I hope this is the right place to post this.
Background
-----------------
I have a debian box out in a datacenter that (amongst other things) is used
as a mail server. On particular office (behind a NAT firewall) access' user
email relatively often (about 20 users imapd-ssl).
Every so often these users from that site stop being able to access their
email (and web services hosted on the same box sharing the same IP address).
The frequency of failures ranges from a couple of days to a couple of weeks.
It happened again this morning. On a previous occasion I was able to
determine that the problem ONLY occurs if accessing from this office (i.e.
from behind the office's NAT router), accessing the box from other IP
address's (even from the same ISP and same subnet) continued fine. The
problem was also NOT the office NAT router (confirmed by rebooting the NAT
router). Then I resolved the problem by rebooting our box in the data
centre.
With todays problem I had a little more time to investigate the problem and
was able to tie it down to the firewall on the datacentre box (shorewall
running on debian etch kernel 2.6.18-4-amd64). Restarting shorewall caused
the problem to go away.
Hypothesis
-----------------
My gut feeling is that there is a problem with shorewall / net filter.

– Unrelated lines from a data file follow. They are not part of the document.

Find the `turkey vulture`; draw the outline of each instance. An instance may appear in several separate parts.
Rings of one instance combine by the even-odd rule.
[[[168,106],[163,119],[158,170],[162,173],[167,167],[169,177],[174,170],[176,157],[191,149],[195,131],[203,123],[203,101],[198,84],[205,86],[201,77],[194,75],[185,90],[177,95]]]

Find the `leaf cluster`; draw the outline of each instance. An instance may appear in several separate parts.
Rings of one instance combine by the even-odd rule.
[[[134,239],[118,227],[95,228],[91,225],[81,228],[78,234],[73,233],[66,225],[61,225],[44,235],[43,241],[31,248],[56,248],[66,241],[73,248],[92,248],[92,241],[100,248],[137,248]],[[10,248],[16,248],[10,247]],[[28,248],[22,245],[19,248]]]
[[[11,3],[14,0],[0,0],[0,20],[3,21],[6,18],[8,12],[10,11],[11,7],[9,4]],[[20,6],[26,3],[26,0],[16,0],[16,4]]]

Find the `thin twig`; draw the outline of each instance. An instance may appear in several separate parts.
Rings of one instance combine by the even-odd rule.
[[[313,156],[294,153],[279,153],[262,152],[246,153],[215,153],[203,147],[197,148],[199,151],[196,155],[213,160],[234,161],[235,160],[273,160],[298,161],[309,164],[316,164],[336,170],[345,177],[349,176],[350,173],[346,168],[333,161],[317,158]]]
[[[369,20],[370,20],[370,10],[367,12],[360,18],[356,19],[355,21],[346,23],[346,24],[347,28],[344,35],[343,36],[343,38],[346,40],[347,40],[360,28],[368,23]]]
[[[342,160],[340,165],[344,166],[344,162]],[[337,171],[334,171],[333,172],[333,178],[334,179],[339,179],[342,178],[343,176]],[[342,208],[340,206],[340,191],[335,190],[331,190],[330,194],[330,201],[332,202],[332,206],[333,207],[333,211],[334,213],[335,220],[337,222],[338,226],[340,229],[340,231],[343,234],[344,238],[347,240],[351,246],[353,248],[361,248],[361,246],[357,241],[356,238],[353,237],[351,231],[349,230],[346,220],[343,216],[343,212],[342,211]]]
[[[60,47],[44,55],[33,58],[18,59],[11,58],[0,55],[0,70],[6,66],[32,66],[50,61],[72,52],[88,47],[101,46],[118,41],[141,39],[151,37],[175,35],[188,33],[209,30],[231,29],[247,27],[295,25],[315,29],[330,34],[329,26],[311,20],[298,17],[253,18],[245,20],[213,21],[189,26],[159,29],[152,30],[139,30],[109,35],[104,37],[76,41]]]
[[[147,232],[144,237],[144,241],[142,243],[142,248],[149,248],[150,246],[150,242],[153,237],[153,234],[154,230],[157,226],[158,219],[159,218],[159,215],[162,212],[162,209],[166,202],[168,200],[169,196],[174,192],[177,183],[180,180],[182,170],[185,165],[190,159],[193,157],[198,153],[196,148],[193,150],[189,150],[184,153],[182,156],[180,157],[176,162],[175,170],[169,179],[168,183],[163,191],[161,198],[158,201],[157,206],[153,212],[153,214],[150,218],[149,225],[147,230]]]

Specifically to do with multiple simultaionious sessions FROM a given IP
address (i.e. the NAT firewall at the office in question - which by the way
is another debian box). I suspect the problem is caused by too many open
connections from a given IP (perhaps to a specific port)?
Questions
--------------
1) What logging information should I be looking at to test this
hypothesis?
2) Has anyone come across a similar problem, and if so how did you overcome
it?
Kind regards
Andy